A process has now surprisingly been found, and constitutes the subject-matter of the present invention, for the production of mono- and poly-carboxylic acids, wherein a compound selected from toluene, p-xylene, m-xylene, mesitylene, 2.6-dimethyl-naphtalene is oxidized with molecular oxygen and/or air in presence of a catalyst system in liquid homogeneous phase; said process being carried out in aqueous acetic acid, at a pressure of from atmospheric pressure to 5 bar, at a temperature of from 90 to 150° C and in absence of bromine and aldehydes; and said catalyst system consisting in a combination of (i) an acetate of a metal having a valence higher than 2 of group VIIIA of the periodic table of the elements and/or cerium acetate, and (ii) zirconium acetate.
It has surprisingly been found that the above-defined process is capable of catalysing almost completely the -oxidation, with molecular oxygen and/or air, of the mentioned aromatic compounds to give the corresponding aromatic acids without the necessity for the use of activators such as bromine or acetaldehyde, and without the necessity for the imposition of undue limitation on the concentrations of zirconium and/or hafnium.
The reaction for the oxidation of the above-defined aromatic compounds is carried out in liquid phase and with omogeneous catalysts, using an aqueous organic solvent, preferably aqueous acetic acid, as the solvent.
The metals used in the implementation of the present invention are preferably employed in the form of organic acid salts soluble in the reaction solvent, preferably acetates. Alternatively, it is possible to use the related precursor chemical compounds of those organic salts, such as, for example, hydroxides, oxides, carbonates, etc., such as, for example, ruthenium oxide, which are able to react with the solvent used, forming the respective salts soluble therein.

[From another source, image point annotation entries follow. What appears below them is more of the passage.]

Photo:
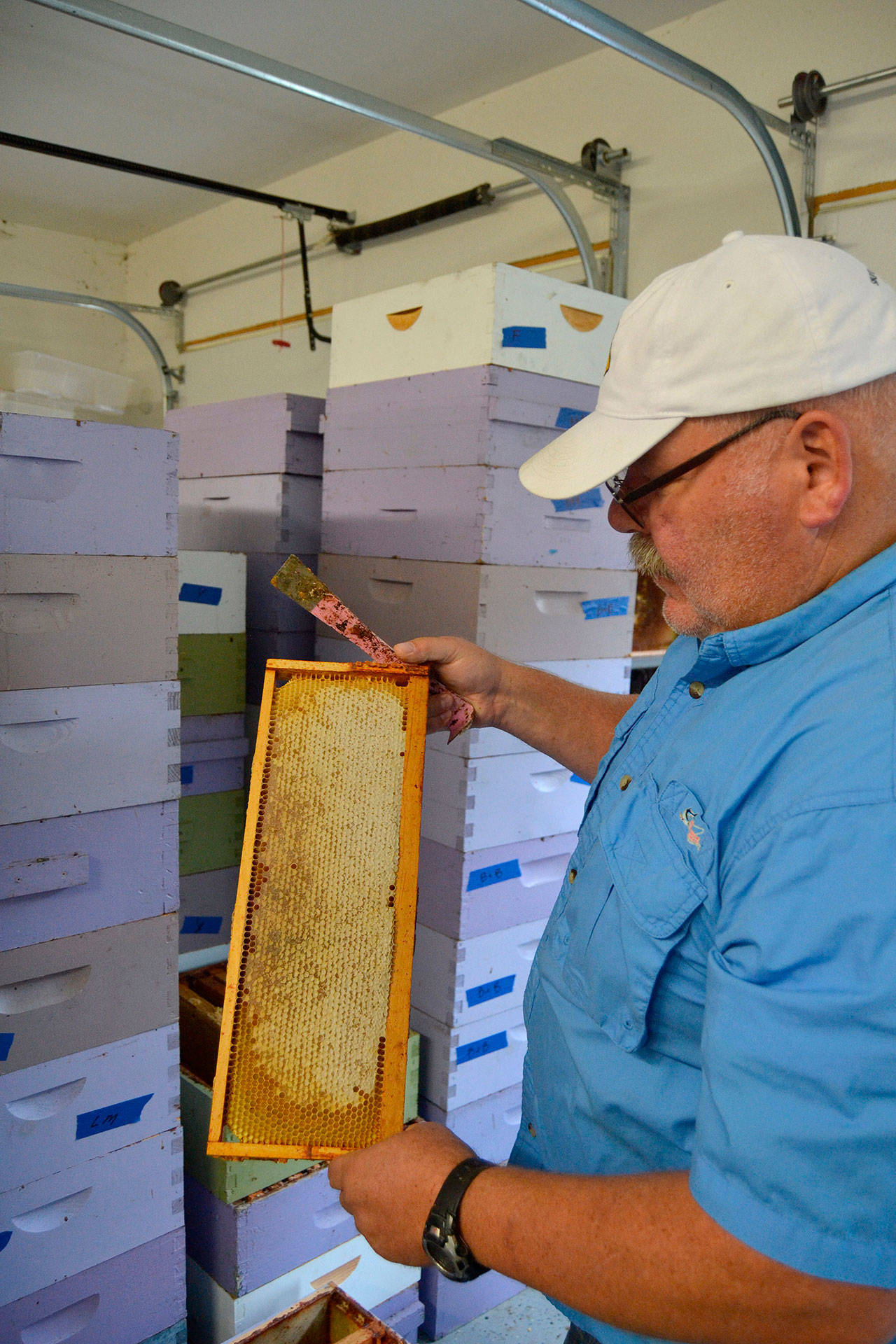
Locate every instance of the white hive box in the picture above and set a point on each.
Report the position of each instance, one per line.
(64, 1224)
(469, 980)
(211, 593)
(216, 1316)
(149, 1278)
(522, 612)
(489, 315)
(67, 995)
(274, 512)
(83, 620)
(83, 488)
(498, 800)
(466, 895)
(279, 432)
(458, 1065)
(612, 675)
(67, 875)
(67, 1110)
(88, 748)
(466, 514)
(463, 417)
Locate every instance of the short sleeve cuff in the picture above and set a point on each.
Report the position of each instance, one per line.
(790, 1241)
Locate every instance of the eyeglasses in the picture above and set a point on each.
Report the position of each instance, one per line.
(625, 499)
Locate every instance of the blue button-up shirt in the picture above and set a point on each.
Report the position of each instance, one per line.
(716, 987)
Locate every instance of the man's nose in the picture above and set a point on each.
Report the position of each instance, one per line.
(621, 521)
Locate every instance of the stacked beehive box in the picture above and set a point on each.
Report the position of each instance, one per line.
(264, 1234)
(438, 393)
(251, 482)
(211, 622)
(92, 1172)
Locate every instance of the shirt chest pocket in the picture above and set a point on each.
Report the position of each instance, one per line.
(660, 862)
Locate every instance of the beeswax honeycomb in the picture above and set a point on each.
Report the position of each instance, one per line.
(315, 1026)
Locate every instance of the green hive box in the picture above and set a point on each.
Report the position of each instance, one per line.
(235, 1179)
(211, 830)
(213, 673)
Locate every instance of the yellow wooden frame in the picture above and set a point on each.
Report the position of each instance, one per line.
(405, 911)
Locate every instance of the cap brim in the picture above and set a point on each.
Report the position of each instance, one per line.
(592, 452)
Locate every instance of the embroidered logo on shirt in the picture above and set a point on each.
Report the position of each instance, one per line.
(690, 819)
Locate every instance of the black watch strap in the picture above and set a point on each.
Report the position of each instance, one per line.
(441, 1238)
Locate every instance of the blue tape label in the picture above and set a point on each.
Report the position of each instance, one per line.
(111, 1117)
(202, 924)
(526, 337)
(476, 1049)
(567, 417)
(204, 593)
(589, 499)
(493, 990)
(598, 606)
(498, 873)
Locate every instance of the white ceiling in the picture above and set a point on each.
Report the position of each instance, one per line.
(80, 85)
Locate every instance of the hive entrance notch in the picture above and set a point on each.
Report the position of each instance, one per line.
(314, 1040)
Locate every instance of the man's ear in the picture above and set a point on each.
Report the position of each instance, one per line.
(822, 454)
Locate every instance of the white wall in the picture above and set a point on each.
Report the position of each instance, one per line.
(49, 260)
(695, 175)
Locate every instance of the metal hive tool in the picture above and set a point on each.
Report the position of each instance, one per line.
(314, 1038)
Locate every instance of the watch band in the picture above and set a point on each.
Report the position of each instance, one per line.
(441, 1240)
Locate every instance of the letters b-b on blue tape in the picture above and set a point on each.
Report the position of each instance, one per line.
(489, 876)
(598, 606)
(524, 337)
(476, 1049)
(111, 1117)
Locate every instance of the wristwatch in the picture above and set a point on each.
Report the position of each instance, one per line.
(441, 1240)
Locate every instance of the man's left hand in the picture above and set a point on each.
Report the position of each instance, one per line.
(391, 1187)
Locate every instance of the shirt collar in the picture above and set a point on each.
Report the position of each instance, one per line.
(780, 635)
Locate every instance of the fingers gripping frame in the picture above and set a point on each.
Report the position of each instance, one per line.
(314, 1038)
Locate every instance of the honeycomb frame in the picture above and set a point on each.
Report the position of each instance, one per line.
(248, 1035)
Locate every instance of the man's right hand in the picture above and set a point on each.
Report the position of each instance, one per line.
(473, 673)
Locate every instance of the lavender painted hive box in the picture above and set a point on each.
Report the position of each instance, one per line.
(150, 1278)
(69, 875)
(73, 993)
(486, 416)
(67, 1222)
(466, 895)
(83, 488)
(466, 514)
(526, 613)
(85, 620)
(279, 432)
(88, 748)
(67, 1110)
(274, 512)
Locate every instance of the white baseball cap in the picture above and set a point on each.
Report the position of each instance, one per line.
(761, 321)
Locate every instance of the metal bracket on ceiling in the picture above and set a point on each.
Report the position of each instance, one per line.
(551, 175)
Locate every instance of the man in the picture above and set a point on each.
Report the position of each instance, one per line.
(708, 1139)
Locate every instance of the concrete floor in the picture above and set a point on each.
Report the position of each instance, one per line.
(526, 1319)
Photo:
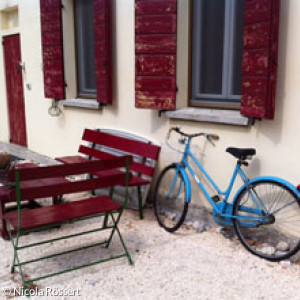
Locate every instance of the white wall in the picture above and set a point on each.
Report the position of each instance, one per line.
(277, 141)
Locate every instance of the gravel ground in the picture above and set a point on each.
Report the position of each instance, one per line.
(185, 265)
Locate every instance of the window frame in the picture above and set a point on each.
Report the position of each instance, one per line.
(212, 100)
(80, 95)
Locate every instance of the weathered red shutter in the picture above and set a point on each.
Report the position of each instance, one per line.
(52, 48)
(155, 49)
(103, 50)
(260, 58)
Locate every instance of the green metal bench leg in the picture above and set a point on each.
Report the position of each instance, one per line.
(15, 243)
(116, 228)
(111, 192)
(140, 197)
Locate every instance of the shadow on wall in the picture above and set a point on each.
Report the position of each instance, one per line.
(273, 128)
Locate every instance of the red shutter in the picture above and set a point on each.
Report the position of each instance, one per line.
(260, 58)
(52, 48)
(155, 49)
(103, 50)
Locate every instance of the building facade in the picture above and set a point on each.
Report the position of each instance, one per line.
(144, 66)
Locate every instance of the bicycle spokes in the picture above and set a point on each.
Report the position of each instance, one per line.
(268, 220)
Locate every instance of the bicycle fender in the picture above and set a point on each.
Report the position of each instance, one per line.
(186, 180)
(276, 179)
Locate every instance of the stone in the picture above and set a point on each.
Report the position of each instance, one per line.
(267, 250)
(285, 264)
(170, 215)
(283, 246)
(199, 226)
(280, 253)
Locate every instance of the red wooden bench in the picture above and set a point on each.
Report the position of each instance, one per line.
(26, 221)
(104, 145)
(7, 195)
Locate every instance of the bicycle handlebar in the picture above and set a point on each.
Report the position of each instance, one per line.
(210, 137)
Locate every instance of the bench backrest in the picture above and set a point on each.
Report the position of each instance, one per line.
(105, 145)
(61, 187)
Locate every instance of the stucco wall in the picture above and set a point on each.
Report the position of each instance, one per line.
(276, 141)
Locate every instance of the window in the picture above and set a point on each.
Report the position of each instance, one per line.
(217, 52)
(85, 48)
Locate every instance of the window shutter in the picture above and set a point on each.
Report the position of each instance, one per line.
(260, 54)
(103, 50)
(52, 48)
(155, 49)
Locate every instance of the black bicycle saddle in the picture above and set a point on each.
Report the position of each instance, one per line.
(241, 153)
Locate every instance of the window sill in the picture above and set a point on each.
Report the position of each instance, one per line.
(82, 103)
(231, 117)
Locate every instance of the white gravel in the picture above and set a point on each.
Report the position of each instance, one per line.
(185, 265)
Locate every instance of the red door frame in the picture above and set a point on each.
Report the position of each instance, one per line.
(14, 88)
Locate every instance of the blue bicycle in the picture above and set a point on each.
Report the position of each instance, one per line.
(265, 212)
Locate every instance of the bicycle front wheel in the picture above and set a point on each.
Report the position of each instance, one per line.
(170, 203)
(267, 220)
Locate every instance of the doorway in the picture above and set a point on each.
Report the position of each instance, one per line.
(14, 88)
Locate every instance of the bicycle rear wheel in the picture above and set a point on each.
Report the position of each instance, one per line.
(269, 224)
(170, 203)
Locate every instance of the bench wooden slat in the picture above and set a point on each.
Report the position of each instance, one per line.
(30, 193)
(95, 153)
(68, 169)
(133, 181)
(71, 159)
(120, 143)
(142, 169)
(60, 213)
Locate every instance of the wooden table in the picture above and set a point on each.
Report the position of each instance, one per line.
(7, 195)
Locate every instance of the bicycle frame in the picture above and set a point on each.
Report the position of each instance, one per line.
(184, 164)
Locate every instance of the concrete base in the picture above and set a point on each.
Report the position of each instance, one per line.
(27, 154)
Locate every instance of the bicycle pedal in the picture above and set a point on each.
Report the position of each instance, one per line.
(215, 198)
(227, 233)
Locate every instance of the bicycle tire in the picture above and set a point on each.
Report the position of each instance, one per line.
(277, 239)
(170, 215)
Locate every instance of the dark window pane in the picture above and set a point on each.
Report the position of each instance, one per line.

Since aqueous acetic acid is the preferred solvent, the metals used in the reaction will generally be present in solution in the form of acetates.
As already mentioned above, the process forming the subject-matter of the present invention is not efficient in the case of adjacent oxidisable groups; this phenomenon is attributable to the chelation effect exerted on the metal ions, of which the catalytic action is thus inhibited, by adjacent carboxylic groups which are formed in the initial stage of the oxidation reaction.
The solvent is aqueous acetic acid, generally in a concentration variable from 85 to 98% by weight, preferably from 95 to 98% by weight.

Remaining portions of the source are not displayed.